In conclusion, Collins left attendees with 11 questions to work on, one per month. He said, “I don’t promise they will make you great, I do promise they will make you better.”
1. Do we truly want to build a great enterprise, and are we willing to do what it takes?
2. Do we have the right people on the bus and in the key seats? Also, what are your key seats? Next year, ensure 95% of your seats are filled with the right people. Of the 10 most important decisions you’ll ever make, seven should be people-oriented.
3. What are the brutal facts?
4. What is our pep talk? What can we truly be the best (and un-replaceable) at, for which we have unbounded passion? When we get knocked down, a smaller and smaller percentage get up stronger. Those who do get back up have great passion; it was never just a business.
5. What is our 20-mile march?
6. Where should we place our big bets based on empirical creativity?

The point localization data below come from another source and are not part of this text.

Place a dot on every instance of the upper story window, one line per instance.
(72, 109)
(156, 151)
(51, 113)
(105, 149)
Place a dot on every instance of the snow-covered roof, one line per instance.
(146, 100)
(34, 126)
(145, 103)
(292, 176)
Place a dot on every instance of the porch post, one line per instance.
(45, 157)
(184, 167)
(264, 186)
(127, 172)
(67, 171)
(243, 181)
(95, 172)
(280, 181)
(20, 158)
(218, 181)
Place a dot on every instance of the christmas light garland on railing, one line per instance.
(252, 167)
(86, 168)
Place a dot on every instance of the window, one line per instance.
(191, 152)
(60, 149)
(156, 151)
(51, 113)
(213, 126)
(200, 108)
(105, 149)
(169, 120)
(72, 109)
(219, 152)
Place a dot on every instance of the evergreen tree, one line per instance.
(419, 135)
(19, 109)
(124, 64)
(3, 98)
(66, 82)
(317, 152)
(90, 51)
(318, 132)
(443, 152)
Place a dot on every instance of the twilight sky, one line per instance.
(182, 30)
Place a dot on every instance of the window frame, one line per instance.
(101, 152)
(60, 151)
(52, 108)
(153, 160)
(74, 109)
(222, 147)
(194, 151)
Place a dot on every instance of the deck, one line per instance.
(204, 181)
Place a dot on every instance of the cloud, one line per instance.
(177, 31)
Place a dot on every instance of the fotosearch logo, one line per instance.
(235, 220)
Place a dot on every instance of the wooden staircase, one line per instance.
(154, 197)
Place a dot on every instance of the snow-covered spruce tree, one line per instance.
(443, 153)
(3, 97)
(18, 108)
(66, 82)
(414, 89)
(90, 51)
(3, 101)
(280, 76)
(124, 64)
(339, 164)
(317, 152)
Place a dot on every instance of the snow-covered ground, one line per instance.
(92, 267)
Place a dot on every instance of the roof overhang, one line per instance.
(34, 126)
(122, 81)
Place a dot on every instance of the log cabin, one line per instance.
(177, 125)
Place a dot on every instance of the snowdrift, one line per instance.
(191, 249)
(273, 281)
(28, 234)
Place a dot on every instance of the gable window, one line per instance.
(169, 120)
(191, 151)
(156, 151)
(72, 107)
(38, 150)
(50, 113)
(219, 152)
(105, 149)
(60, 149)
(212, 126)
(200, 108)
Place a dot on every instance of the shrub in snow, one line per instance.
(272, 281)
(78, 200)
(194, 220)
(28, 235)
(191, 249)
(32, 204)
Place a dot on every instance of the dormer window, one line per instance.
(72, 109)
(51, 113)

True creativity begins at age 50; creative powers are always there, but after we mess up, a lot we know a lot more.
7. What do we need to change to be more consistent with our core values?

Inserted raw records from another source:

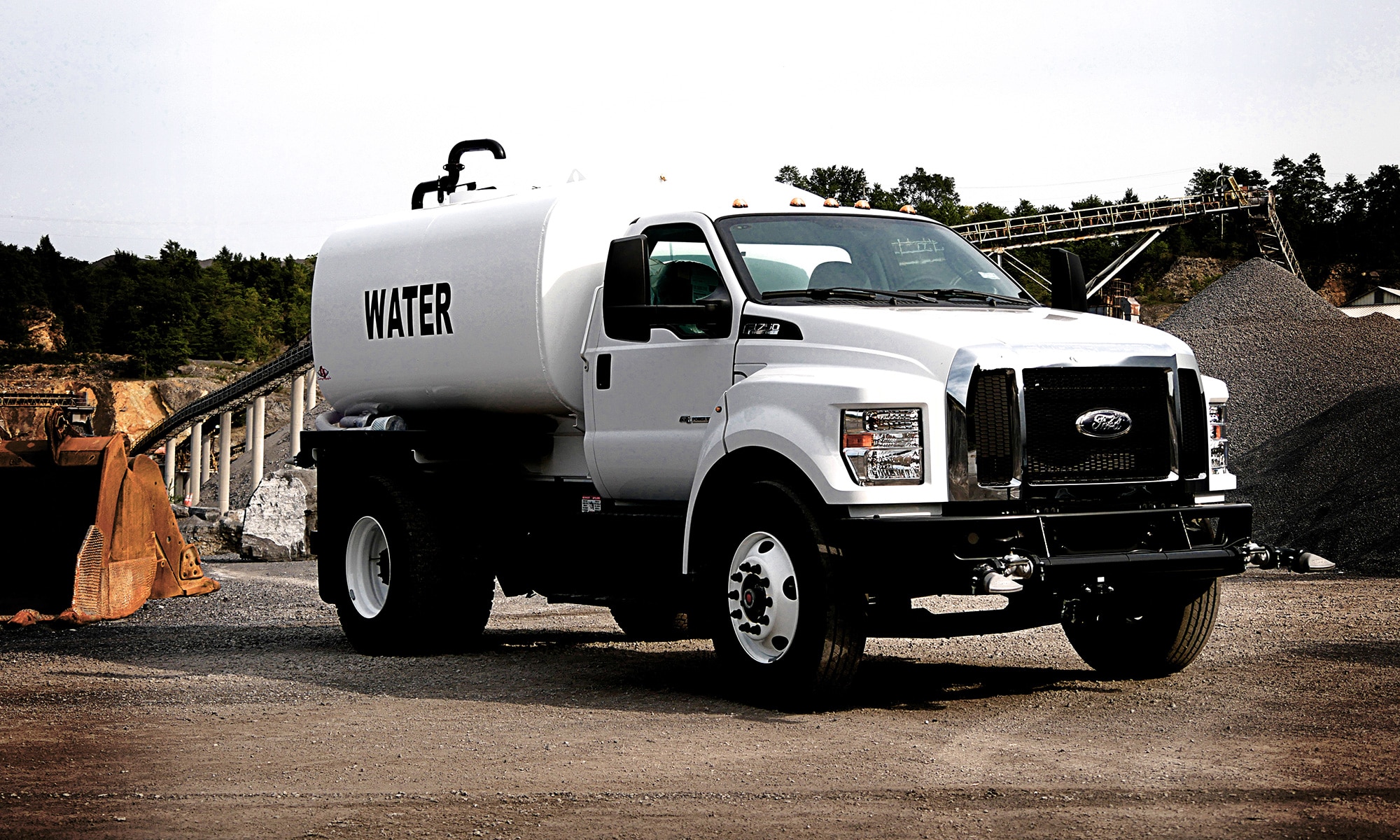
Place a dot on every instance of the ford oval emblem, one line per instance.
(1104, 424)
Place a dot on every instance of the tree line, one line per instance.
(155, 312)
(160, 312)
(1346, 234)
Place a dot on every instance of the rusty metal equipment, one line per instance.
(89, 531)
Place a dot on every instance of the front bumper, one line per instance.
(1069, 551)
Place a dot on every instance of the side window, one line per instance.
(682, 271)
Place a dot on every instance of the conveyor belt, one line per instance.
(264, 380)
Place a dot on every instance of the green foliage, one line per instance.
(1349, 229)
(159, 312)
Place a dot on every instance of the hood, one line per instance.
(950, 342)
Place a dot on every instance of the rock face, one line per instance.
(275, 523)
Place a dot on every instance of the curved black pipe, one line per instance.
(447, 184)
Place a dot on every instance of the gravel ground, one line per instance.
(246, 713)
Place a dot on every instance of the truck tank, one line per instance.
(478, 306)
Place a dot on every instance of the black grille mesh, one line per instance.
(1194, 426)
(1058, 454)
(992, 429)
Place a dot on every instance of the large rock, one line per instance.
(275, 523)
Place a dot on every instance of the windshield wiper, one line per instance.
(874, 295)
(974, 296)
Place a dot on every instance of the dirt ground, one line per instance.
(247, 715)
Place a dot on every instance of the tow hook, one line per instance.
(1266, 556)
(1002, 576)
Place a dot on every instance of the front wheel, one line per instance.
(793, 629)
(1149, 640)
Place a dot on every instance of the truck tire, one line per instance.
(650, 624)
(407, 593)
(1160, 642)
(792, 632)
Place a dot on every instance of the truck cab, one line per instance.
(764, 419)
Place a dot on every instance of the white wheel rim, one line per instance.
(764, 597)
(368, 568)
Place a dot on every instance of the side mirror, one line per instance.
(1068, 288)
(628, 310)
(626, 290)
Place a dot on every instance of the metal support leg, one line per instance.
(299, 398)
(255, 439)
(226, 428)
(170, 467)
(197, 439)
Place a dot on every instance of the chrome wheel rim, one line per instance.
(368, 568)
(764, 597)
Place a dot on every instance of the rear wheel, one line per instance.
(793, 631)
(1147, 642)
(407, 592)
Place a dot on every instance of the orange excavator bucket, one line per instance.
(89, 533)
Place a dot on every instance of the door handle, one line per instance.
(603, 377)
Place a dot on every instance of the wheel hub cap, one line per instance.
(764, 597)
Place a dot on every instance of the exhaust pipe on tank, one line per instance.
(447, 184)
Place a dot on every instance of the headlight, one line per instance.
(1220, 444)
(884, 446)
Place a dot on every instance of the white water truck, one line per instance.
(755, 416)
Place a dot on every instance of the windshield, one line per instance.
(789, 255)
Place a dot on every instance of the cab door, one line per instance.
(656, 393)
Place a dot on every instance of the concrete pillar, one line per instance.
(248, 430)
(226, 428)
(299, 387)
(206, 463)
(197, 440)
(255, 439)
(170, 465)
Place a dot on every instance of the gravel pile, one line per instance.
(1315, 411)
(1286, 354)
(1329, 485)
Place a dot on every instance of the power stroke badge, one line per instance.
(1104, 424)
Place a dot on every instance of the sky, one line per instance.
(265, 127)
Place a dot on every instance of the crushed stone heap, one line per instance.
(1331, 486)
(1314, 411)
(1286, 354)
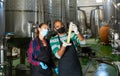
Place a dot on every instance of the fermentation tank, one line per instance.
(82, 21)
(18, 14)
(96, 18)
(2, 17)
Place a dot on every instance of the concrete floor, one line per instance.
(103, 53)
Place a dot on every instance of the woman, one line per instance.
(39, 54)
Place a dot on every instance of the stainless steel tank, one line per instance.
(64, 10)
(96, 18)
(18, 14)
(109, 10)
(2, 17)
(82, 21)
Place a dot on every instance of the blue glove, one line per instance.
(56, 70)
(44, 66)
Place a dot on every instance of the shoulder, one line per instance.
(54, 39)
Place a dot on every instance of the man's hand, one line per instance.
(75, 29)
(43, 65)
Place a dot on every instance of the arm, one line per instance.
(60, 52)
(79, 36)
(56, 49)
(30, 55)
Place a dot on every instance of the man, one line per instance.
(68, 62)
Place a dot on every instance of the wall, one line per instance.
(87, 6)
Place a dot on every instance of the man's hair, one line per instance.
(58, 21)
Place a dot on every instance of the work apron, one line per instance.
(69, 64)
(43, 56)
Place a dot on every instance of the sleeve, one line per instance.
(75, 38)
(30, 55)
(54, 46)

8. What is our 10-25-year BHAG? Preserve values, sustain progress.
9. What could kill us, and how can we protect ourselves from it? Can you manage to get to a point where you could manage to go a year without revenues?
10. Have both a "to-do" list and a "stop-doing" list. If you have more than three priorities, you don’t have any.
11. How can we increase our ROL (return-on-luck)? The greatest kind of luck is “who” rather than "when.” Getting a high return on luck is honoring relationships; pay back mentors by mentoring. Make yourself into "who” luck for a young leader.